Bite Sized Pieces
Many moons ago when my kids were much littler, we used to go out to my mom’s and spend the weekend. It was great fun. My sister and her family would often come out at the same time – so it was a really fun family time. The adults pretty much took over the bedrooms and the kids sprawled on various pull-out beds and couches. And before we left, I ran several loads of wash, washing all of the sheets and towels we had used during our stay.
One time, though, we had to leave early and I didn’t do the wash before I left. When I talked to my mom a few days later and asked how she was doing she moaned and said “just awful. She had been in bed for two days.” I asked “what happened, what was wrong?” , and she said that she had been up the day we left almost all night washing and drying and folding all of the laundry we had left, all of the sheets and towels, etc. And she was pretty snippy and mad.
I of course asked her why she did that. Why didn’t she wash one or two loads a day for the next several days, rather than trying to do it all at once? She didn’t have a good answer. (Today we’d call it being anal, or as my more politically correct friends like to say, “being organized.”)
The Whole Enchilada
This is the very same thing I run into all the time in business and working with my clients. They only look at the whole task, whatever it is, and get immediately overwhelmed by the size and magnitude of the project. If they would only just divide the work up into bite-sized pieces, and do a little piece at a time, it would be so much better. And the task would actually get accomplished rather than put off and put off, looming even huger and darker on the horizon.
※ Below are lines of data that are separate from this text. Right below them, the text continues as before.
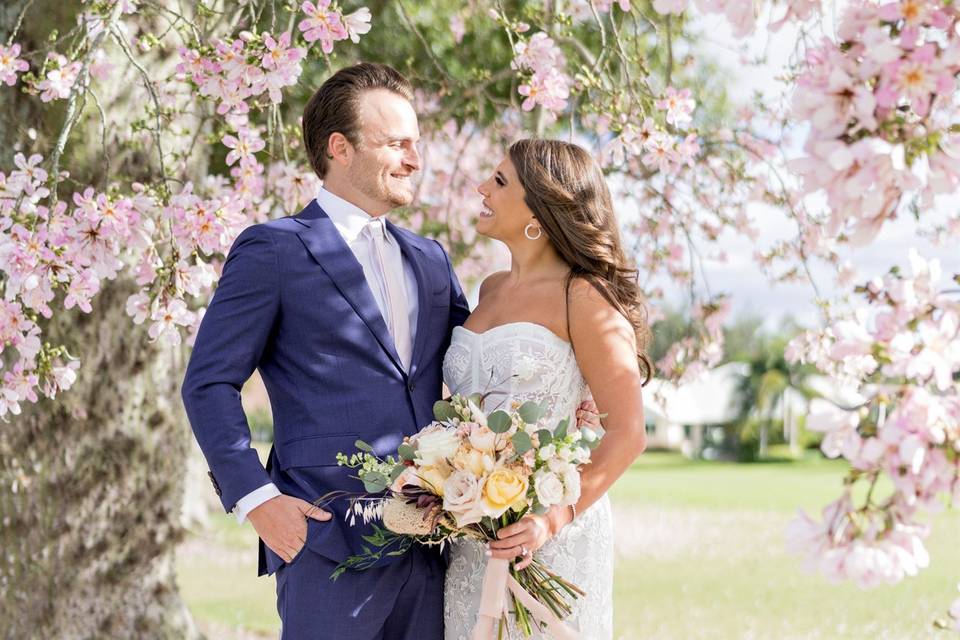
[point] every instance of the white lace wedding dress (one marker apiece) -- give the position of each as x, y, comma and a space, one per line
523, 361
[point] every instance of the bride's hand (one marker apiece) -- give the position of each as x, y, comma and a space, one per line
530, 533
588, 415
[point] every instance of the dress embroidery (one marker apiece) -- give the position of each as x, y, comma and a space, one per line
517, 362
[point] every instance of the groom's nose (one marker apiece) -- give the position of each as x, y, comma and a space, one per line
412, 158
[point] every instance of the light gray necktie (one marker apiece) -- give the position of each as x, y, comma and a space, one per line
394, 293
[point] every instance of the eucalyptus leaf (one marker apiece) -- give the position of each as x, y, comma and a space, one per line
443, 411
530, 412
521, 442
561, 431
499, 422
374, 482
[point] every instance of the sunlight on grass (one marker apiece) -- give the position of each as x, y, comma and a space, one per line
700, 555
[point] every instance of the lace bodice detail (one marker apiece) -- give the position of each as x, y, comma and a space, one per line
517, 362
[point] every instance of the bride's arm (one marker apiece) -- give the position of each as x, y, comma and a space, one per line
605, 347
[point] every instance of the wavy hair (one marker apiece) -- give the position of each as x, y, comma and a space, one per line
567, 193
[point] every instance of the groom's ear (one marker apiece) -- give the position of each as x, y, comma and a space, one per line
339, 149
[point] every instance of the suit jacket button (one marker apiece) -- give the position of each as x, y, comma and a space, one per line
216, 485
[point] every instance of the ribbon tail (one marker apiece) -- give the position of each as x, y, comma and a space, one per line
493, 599
541, 613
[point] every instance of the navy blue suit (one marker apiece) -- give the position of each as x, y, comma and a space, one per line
293, 302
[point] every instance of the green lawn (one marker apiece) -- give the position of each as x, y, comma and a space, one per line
700, 555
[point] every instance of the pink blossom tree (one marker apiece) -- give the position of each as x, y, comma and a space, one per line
142, 136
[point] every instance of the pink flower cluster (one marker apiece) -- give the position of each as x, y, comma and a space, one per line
690, 357
655, 147
60, 255
880, 104
902, 351
233, 73
59, 79
11, 64
326, 23
547, 84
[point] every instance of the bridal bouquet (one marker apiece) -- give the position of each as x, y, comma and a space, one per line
468, 474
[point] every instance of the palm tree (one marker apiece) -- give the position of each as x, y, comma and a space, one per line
764, 390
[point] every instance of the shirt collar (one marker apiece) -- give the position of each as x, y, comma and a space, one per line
348, 218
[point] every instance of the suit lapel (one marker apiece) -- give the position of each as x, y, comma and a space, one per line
331, 252
415, 256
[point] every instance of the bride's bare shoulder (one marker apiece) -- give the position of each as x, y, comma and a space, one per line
491, 282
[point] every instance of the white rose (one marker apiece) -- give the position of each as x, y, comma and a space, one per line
547, 452
437, 445
479, 416
461, 497
571, 486
549, 488
483, 439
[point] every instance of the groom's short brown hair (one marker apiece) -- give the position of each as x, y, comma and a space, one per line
335, 107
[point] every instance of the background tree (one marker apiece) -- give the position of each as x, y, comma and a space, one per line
143, 135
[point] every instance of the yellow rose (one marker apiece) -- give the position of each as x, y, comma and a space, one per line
433, 476
503, 489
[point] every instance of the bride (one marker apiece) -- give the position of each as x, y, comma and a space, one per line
566, 320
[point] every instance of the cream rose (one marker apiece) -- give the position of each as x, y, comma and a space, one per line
504, 488
432, 477
436, 445
472, 460
461, 497
483, 439
549, 487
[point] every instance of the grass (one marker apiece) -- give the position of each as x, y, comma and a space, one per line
700, 555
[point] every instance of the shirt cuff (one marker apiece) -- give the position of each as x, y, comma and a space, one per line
254, 499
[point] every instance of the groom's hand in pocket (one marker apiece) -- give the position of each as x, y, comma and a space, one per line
281, 523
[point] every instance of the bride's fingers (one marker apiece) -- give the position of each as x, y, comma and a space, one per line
511, 553
516, 540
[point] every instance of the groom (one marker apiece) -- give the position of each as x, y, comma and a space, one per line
347, 317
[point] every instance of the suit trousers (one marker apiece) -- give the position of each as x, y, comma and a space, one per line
402, 601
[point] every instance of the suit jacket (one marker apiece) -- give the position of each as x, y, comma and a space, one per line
293, 302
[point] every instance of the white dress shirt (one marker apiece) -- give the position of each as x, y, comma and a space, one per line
350, 221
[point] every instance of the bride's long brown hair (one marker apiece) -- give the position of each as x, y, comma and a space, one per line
567, 193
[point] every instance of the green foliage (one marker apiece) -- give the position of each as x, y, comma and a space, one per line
499, 421
444, 411
521, 442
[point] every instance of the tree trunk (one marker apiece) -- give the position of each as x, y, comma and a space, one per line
92, 485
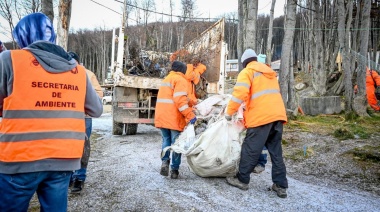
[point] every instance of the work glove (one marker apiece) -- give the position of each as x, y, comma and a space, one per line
192, 121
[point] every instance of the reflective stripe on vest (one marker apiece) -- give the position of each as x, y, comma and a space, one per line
44, 115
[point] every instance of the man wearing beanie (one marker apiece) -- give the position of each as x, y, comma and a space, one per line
173, 114
44, 96
264, 116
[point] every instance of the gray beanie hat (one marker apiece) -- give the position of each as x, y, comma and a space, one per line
179, 67
248, 56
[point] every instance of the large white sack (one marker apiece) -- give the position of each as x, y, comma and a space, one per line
216, 152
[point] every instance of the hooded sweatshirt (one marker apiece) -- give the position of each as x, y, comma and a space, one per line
53, 59
258, 88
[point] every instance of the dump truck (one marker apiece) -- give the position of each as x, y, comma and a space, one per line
135, 94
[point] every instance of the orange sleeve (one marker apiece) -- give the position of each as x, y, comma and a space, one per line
181, 100
376, 77
240, 93
200, 68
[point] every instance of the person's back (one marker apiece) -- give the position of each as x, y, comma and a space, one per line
372, 80
264, 115
2, 47
172, 115
44, 96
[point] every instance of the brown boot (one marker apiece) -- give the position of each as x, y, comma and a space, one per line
165, 168
174, 174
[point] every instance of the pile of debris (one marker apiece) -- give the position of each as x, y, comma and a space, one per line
149, 64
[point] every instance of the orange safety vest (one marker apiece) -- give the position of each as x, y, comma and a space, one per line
193, 75
372, 78
172, 109
258, 88
43, 118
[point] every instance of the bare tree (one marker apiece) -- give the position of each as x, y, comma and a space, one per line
250, 25
360, 100
242, 12
188, 7
344, 31
64, 10
287, 46
270, 35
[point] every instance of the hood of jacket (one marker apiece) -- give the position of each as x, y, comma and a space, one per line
52, 58
264, 69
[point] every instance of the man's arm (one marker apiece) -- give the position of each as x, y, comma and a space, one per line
95, 83
6, 77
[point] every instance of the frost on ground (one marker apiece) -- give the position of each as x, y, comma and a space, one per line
123, 175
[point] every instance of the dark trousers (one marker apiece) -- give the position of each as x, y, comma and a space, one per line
270, 136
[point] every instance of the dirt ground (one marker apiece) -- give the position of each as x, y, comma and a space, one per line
123, 175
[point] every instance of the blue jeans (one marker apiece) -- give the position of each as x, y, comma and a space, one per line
263, 158
80, 174
16, 190
168, 138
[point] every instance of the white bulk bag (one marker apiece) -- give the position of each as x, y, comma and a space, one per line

It’s like social media. If you allocate 30 minutes 3 days a week, this is better than not doing it at all. And you feel at the end of the week like you have accomplished something; that you are making progress.
So, here are my suggestions for any large project, or for that matter for tackling something that you don’t want to do, that you keep putting off (yes, I have been bitten on occasion by the procrastination bug as well.)
1. Look at the whole project and divide it into pieces. Start with two. Then divide each of those pieces into halves or thirds. You can do this one of two ways:
A. By steps that need to be done
B. By time chunks
2. Allocate definite beginning and end times on your calendar to work on the project. So, it might be ½ hour M, W, F – 9:30 to 10AM as an example – whether you use steps or time chunks, putting definite times on your calendar to work on the project.
Let’s take an example. Let’s say it’s Monday and my project is to write 2 blog articles – and they need to be done by the following Monday.
With method “A” above – looking at the steps that need to be done, the project might look like:
1. Topic of article – write 2-3 sentences describing the topic and point of the article (5 minutes)
2. Main points: List a sentence about each main point I want to make: Goal is 3 main points (5 Minutes)
3. Write a paragraph around each main point in item 2 above (10 minutes for each of 3 paragraphs)
4. Write the introductory paragraph to the article – why I thought about writing it, why it is important, etc (10 minutes)
5. Write the conclusion (10 minutes)
6. Review what I wrote and edit; Go back and be sure there are the appropriate keywords and that the article flows well (20 minutes)
7. Come up with a catchy hook title (5 minutes)
8. Find/create an image to go with it (20 minutes)
9. And then I go back and look at each step and decide how much time it will take to do each one
10. Slot the times in my calendar;
a. Monday – ½ hr for steps 1,2, and 2 pieces of 3)
b. Wednesday – ½ hr for last piece of step 3, steps 4 and 5
c. Thursday – ½ hr for steps 6 and 7
d. Friday – ½ hr for step 8
With method “B” above, I simply estimate how long it will take me to do the entire project and slot the time in my calendar. I would probably have slotted 45 minutes Mon, Wed, and Fri as an estimate.
Regardless of which method appeals the most to you, by mini-tasks (method A), or by time-slots (method B), the important thing to do is to slot the time in your calendar to work on the large project or onerous task you need to complete. By slotting definite time blocks in your calendar, with automatic reminders, you then will have set aside the time necessary to complete the task. Try it today, and then let me know how it worked for you.